İsrail ile İbrahim Anlaşmalarına imza atan BAE ve Bahreyn, buna yeşil ışık yakan Umman, Mısır, Ürdün… Onları izleyen Fas ve tarihinde ilk kez İsrail ile görüşme kanallarını açan Suudi Arabistan’ın, Esad’ı bir şekilde toparlayacakları savını öne sürmek mümkün. Çin üzerinden Tahran ile görüşme masasında önemli adımlar atan Riyad’dan beklenti, belki de İran’ı Suriye’den bir nebze uzak tutmak olabilir. Gerçi molla rejimi bu topraklardaki varlığını Hizbullah üzerinden götürüyor. Dolaylı olarak silah ve lojistik destek verdiği örgütün İsrail’e saldırılar planladığı, buna karşılık İsrail’in Suriye’nin güneyinde konuşlanan bu oluşumlara karşı harekat geliştirdiği de malum.
Elbette ki Suudi Arabistan ve diğerlerinin Esad’a telkinlerinin topraklarının İsrail’e karşı bir saldırı üssü olmasını engellemek yönünde olması gerçekçi bir beklenti olamaz. Dolayısı ile İsrail’in gerekli gördükçe buradaki İran destekli odaklara müdahale etmesi kendi güvenliği açısından doğal bir sonuç olarak kabul edilebilir.

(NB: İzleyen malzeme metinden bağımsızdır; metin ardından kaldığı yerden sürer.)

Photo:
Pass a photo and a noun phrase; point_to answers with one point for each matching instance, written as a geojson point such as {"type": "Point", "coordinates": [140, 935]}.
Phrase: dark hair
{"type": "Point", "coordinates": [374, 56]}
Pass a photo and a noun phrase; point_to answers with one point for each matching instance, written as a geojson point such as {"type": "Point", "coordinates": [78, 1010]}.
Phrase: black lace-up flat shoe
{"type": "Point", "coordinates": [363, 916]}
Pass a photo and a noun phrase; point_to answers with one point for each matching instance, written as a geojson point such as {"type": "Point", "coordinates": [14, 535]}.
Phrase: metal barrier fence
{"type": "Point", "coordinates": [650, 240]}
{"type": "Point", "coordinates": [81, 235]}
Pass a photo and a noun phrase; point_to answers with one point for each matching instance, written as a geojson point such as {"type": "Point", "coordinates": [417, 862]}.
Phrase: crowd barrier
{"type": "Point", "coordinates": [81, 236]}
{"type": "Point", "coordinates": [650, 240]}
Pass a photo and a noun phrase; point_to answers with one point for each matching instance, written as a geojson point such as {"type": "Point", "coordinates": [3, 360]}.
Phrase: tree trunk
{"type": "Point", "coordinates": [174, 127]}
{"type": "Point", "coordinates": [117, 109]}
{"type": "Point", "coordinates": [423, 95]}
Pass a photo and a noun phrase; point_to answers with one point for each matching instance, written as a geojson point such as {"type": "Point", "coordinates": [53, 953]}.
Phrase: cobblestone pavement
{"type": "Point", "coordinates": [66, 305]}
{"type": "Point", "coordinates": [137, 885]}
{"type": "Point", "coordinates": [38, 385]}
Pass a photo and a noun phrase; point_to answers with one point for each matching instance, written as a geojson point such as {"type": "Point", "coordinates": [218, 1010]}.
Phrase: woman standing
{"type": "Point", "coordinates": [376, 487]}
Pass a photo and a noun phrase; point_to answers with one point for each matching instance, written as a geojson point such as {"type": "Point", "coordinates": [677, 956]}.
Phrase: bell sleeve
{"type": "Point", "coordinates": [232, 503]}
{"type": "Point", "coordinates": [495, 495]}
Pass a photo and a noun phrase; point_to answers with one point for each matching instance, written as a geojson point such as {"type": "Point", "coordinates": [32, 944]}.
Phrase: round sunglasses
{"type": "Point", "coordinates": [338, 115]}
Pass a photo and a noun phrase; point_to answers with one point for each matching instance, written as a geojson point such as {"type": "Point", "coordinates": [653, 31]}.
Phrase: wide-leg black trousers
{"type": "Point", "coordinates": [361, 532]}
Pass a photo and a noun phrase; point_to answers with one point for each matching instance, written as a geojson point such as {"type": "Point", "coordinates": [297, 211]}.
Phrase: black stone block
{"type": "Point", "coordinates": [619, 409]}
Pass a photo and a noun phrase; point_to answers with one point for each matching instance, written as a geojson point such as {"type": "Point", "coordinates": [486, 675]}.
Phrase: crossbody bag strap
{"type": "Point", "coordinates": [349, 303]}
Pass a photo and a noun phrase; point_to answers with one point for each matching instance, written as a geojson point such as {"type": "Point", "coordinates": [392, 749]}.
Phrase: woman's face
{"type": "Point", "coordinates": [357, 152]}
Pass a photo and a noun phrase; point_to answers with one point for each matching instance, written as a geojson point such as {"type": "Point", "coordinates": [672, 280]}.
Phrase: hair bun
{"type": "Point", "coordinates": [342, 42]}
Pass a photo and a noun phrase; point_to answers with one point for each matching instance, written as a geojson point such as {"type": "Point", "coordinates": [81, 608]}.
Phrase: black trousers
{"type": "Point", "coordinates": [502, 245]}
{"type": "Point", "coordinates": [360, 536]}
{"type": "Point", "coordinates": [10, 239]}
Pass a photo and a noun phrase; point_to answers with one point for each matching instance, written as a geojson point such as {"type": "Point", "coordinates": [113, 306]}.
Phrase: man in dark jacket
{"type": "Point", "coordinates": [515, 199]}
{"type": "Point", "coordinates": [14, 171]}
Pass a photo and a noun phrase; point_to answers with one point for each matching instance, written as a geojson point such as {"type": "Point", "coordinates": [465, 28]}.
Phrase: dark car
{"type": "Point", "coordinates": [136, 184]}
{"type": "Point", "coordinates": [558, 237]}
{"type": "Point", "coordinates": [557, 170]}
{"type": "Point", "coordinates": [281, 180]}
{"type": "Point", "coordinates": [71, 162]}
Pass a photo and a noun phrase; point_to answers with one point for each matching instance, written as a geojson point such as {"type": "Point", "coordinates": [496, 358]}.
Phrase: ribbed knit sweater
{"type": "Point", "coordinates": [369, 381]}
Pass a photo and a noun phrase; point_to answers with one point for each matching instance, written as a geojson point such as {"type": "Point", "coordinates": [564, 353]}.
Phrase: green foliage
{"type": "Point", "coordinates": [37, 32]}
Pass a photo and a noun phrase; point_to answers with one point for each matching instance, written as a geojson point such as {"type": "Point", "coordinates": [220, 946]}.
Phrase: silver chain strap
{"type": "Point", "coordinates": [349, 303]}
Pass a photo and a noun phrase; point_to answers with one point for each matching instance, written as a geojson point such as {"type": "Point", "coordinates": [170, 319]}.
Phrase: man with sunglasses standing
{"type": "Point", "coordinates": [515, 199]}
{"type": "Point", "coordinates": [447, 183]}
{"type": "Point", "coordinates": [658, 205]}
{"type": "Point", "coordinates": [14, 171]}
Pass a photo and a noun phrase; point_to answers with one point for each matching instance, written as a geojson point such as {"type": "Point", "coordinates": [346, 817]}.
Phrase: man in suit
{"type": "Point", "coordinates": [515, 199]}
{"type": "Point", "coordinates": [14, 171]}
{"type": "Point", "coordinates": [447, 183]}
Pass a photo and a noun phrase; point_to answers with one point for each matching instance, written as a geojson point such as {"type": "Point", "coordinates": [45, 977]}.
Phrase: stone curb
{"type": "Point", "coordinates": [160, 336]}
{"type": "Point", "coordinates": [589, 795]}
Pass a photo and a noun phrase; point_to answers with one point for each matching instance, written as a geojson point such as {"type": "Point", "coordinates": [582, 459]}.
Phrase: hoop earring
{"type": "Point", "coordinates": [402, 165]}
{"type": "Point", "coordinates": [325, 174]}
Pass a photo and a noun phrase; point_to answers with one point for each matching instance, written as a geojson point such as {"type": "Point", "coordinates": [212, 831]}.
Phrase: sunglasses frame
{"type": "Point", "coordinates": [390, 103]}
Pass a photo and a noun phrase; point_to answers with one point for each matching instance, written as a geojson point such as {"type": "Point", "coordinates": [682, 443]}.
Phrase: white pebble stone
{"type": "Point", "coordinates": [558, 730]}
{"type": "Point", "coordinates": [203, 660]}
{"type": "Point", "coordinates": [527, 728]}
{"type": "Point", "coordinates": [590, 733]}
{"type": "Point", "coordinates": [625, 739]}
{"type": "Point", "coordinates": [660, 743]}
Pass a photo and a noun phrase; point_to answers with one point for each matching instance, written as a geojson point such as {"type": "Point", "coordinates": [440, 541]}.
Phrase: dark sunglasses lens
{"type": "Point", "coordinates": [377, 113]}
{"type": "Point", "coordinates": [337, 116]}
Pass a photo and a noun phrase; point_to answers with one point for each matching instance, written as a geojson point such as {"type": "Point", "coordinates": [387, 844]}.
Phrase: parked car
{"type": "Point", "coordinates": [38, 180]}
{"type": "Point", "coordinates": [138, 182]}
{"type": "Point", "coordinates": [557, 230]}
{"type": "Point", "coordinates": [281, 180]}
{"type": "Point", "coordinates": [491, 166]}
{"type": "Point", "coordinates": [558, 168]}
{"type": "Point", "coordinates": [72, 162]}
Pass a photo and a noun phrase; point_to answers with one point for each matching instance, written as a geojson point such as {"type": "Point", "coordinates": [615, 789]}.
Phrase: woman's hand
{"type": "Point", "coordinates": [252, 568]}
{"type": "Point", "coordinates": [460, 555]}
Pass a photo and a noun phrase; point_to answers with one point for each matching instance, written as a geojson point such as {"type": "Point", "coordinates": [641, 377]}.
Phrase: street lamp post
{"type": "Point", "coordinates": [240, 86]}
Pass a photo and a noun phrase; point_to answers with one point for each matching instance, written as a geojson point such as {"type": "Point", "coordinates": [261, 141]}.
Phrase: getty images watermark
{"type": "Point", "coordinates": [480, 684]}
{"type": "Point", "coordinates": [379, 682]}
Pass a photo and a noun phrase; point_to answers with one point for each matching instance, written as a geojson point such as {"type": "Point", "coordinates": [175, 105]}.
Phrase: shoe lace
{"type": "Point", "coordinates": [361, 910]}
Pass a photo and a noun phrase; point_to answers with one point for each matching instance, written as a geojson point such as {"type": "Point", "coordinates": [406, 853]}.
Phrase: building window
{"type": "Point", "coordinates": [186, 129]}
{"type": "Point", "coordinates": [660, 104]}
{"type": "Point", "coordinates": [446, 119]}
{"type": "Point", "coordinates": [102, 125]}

Türkiye’nin iki eksenli politikası
Bu arada Türkiye’nin iki eksenli gelişen politikası nereye varacak? Bir yandan kuzeydoğu Suriye’deki Kürt gruplarının egemen olmalarının önüne geçmek, onların yerine Ankara tarafından desteklenen Suni grupların etkin kılınması, öte yandan sınırlar içindeki mültecilerin toplum mühendisliğine araç edilmesi konusu, seçim sathında üzerinde görüş belirtilen önemli konulardan biri oldu. Ankara, artık Esad’ın iktidardan uzaklaştırılması söylemini terk etti. ‘Himayesine’ aldığı mültecilerin geri gönderilmesi mevzuu da öyle anlaşılıyor ki seçimin sonucuna göre, şimdilik rafa kaldırıldı. Zaten Esad da onları geri almak için ölmüyor. Alan memnun veren memnun durumu! Bu durumda, Ankara’nın sınırlarından uzakta gelişen olaylara – en azından şimdilik – sessiz kalması, Şam’ın Arap Birliğine davet edilmesi konusunda cılız tepki vermesi / hatta tepki vermemesi, anlaşılabilir bir durum olacak.
Kartların sık sık yeniden dağıtıldığı bölgede Ankara konumunu nasıl değerlendirecek? ABD, bölgedeki ağırlığını yeniden hissettirecek mi? Çin’in etki anlamında ABD’nin yerine mi göz dikti? Ukrayna’da yara alan Rusya karizmasını kurtarmak için nasıl adımlar atacak?
İlginç ancak bir o kadar sorunlu günlerin bizleri beklediğini söylemek çok da yanlış olmaz.